The Boards main focus is overall strategic direction, development and control. It approves BTs values, business practice policies, strategic plans,
annual budget, capital expenditure and investments budgets, larger capital expenditure proposals and the overall system of internal controls, governance and compliance authorities. It also oversees controls, operating and financial performance and
reviews the risk register. These responsibilities are set out in a formal statement of the Boards role which is available at www.bt.com/board The
Board has agreed the corporate governance framework, including giving authority
to the key management committee, the Operating
Committee, to make decisions on operational and other matters. The roles and
powers of this Committee are set out below.
The Board normally meets nine times each year.
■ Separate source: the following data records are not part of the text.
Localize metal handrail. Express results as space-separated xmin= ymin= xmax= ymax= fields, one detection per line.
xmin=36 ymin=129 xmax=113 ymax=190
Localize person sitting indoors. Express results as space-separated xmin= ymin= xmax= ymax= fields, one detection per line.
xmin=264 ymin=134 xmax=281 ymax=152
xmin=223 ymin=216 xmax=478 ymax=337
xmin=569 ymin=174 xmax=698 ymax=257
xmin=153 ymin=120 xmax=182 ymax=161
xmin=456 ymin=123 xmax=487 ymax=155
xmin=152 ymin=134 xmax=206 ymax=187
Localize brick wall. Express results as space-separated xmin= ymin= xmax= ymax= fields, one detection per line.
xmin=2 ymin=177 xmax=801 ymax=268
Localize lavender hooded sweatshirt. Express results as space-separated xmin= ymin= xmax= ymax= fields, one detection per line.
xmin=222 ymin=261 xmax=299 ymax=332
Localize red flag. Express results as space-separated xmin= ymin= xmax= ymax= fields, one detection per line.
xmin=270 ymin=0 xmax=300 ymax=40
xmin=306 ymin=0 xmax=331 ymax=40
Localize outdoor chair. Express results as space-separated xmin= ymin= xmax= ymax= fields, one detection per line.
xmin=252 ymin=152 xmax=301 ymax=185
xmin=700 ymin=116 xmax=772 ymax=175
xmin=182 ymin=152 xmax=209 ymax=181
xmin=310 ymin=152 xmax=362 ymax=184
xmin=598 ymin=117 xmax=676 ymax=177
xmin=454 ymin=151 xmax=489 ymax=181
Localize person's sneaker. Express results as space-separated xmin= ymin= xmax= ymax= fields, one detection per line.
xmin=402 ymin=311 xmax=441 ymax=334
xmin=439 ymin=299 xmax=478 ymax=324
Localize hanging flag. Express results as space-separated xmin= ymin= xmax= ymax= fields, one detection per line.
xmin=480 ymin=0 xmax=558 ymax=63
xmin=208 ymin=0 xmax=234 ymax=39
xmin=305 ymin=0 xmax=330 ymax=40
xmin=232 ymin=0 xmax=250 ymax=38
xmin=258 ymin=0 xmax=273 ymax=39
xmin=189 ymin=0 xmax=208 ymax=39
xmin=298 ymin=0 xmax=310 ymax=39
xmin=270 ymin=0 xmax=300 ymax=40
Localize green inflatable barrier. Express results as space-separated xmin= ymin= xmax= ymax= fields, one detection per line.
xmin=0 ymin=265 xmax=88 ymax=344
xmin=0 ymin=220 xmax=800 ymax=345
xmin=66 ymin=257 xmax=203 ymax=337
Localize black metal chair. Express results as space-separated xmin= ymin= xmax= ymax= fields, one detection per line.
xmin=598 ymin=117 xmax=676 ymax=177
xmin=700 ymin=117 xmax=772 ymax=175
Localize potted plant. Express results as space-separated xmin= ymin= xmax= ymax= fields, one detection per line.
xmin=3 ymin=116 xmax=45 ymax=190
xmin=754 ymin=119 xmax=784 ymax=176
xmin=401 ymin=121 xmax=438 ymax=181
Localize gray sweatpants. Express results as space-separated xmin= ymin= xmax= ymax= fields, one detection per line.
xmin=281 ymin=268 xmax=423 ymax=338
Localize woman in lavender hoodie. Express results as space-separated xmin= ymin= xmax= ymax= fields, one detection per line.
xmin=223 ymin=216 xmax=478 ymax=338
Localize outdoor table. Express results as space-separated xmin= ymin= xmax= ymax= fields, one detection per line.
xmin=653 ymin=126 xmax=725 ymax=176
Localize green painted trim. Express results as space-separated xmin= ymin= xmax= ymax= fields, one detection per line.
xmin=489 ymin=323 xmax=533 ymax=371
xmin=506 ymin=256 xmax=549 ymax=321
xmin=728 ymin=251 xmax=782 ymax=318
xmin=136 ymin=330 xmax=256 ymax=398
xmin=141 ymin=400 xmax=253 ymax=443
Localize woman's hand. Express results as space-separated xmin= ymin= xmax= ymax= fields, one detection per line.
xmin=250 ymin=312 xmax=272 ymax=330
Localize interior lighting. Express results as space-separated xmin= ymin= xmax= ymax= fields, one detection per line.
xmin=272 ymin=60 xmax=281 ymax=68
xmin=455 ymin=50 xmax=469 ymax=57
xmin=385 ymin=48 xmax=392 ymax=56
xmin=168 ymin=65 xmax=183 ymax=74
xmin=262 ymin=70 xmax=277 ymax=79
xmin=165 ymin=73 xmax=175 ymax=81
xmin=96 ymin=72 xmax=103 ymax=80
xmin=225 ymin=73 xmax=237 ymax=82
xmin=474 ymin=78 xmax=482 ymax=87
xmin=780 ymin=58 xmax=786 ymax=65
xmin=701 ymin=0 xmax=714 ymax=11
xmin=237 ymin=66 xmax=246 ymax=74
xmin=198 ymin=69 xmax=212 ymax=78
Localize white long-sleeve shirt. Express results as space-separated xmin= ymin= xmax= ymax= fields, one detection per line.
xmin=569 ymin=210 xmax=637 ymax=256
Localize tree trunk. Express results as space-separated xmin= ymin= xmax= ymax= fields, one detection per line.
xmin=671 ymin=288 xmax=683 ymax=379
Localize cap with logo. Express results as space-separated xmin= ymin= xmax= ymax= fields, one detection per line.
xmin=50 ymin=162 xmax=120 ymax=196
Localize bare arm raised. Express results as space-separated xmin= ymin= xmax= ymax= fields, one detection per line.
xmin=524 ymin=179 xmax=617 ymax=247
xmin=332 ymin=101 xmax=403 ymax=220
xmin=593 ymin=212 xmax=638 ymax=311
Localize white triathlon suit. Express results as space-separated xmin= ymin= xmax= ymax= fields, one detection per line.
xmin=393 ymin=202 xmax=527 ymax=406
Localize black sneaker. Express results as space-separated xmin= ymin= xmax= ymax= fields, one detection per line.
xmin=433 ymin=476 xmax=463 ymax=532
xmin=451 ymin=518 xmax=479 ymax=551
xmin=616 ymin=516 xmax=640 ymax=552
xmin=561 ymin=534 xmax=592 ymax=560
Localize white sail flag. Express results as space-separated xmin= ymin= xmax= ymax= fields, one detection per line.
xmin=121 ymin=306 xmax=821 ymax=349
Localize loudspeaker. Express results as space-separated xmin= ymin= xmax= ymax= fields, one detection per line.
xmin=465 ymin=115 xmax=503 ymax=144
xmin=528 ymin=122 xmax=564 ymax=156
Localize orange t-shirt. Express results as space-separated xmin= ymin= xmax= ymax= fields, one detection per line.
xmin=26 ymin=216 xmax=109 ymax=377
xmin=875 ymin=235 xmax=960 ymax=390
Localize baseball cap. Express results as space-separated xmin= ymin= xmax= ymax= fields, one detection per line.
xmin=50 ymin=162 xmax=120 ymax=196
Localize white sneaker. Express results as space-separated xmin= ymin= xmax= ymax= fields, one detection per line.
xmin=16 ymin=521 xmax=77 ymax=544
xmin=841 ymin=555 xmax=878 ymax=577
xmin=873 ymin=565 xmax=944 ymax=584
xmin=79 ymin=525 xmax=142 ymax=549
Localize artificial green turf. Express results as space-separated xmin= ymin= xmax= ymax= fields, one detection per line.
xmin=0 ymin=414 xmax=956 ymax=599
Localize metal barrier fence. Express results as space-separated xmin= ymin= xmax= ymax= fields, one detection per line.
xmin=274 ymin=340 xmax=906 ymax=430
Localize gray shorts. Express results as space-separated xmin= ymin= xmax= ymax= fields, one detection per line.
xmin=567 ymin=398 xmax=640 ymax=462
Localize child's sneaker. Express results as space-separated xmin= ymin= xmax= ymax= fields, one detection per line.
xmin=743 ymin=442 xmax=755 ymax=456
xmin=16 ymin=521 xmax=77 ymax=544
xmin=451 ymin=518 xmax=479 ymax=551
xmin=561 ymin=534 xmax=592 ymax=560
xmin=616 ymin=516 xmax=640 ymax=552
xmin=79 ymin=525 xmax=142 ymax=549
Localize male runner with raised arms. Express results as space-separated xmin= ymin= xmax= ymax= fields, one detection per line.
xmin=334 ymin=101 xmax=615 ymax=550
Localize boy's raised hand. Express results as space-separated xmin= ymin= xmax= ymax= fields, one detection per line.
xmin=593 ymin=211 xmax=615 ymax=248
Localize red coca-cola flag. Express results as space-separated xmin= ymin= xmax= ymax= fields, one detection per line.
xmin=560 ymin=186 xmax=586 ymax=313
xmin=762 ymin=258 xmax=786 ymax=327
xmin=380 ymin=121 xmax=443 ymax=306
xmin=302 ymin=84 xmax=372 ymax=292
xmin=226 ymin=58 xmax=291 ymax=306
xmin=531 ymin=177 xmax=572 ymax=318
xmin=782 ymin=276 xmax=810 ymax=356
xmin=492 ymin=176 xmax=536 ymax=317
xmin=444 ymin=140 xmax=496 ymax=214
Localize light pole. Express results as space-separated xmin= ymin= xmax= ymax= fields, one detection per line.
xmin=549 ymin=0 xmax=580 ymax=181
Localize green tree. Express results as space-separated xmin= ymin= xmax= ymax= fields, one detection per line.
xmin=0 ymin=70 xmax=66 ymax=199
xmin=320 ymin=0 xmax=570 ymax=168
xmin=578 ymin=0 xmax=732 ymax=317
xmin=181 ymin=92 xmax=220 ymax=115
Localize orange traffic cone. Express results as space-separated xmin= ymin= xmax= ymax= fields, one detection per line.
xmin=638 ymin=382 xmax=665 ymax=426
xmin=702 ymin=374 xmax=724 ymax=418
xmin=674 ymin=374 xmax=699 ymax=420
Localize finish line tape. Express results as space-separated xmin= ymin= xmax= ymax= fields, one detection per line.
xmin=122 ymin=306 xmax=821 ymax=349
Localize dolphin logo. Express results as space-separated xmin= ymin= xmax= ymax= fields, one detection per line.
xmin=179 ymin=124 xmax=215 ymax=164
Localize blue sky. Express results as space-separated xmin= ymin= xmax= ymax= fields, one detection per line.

The Board met ten times during the 2008 financial year.
The roles of the Chairman and the Chief Executive are separate. They are set out in written job descriptions, approved by the Nominating
Committee. As well as chairing the Board, the Chairman consults the non-executive directors, particularly the Deputy Chairman, on corporate governance issues, matters considered by the Nominating Committee,
which the Chairman chairs, and the individual performance of the non-executive
directors. The Chairman and the non-executive directors hold regular meetings
at which they discuss matters without the executive directors being present.
With the Chief Executive and the Secretary, the Chairman ensures the Board is
kept properly informed, is consulted on all
issues reserved to it and that its decisions are made in a timely and considered
way that enables the directors to fulfil their fiduciary duties. The Chairman
ensures that the views of the shareholders are known to the Board and considered
appropriately. He represents BT in specified strategic and Government relationships,
as agreed with the Chief Executive, and generally acts as the bridge between
the Board and the executive team, particularly on BTs broad strategic direction.
The Chairmans other current significant commitments are shown in Board
of Directors and Operating Committee above. The Chief Executive has final executive
responsibility, reporting to the Board, for the success of the group.
The Secretary manages the provision of timely, accurate and considered information to the Board for its meetings and, in consultation with the Chairman and Chief
Executive, at other appropriate times. He recommends to the Chairman and the Chief Executive, for Board consideration where appropriate, corporate governance policies and practices and is responsible for communicating and implementing them. He
advises the Board on appropriate procedures for the management of its meetings and duties (and the meetings of the main committees), as well as corporate governance and compliance within the group. The appointment and removal of the Secretary is a
matter for the whole Board; for instance, the Board approved the change of Secretary from 1 April 2008.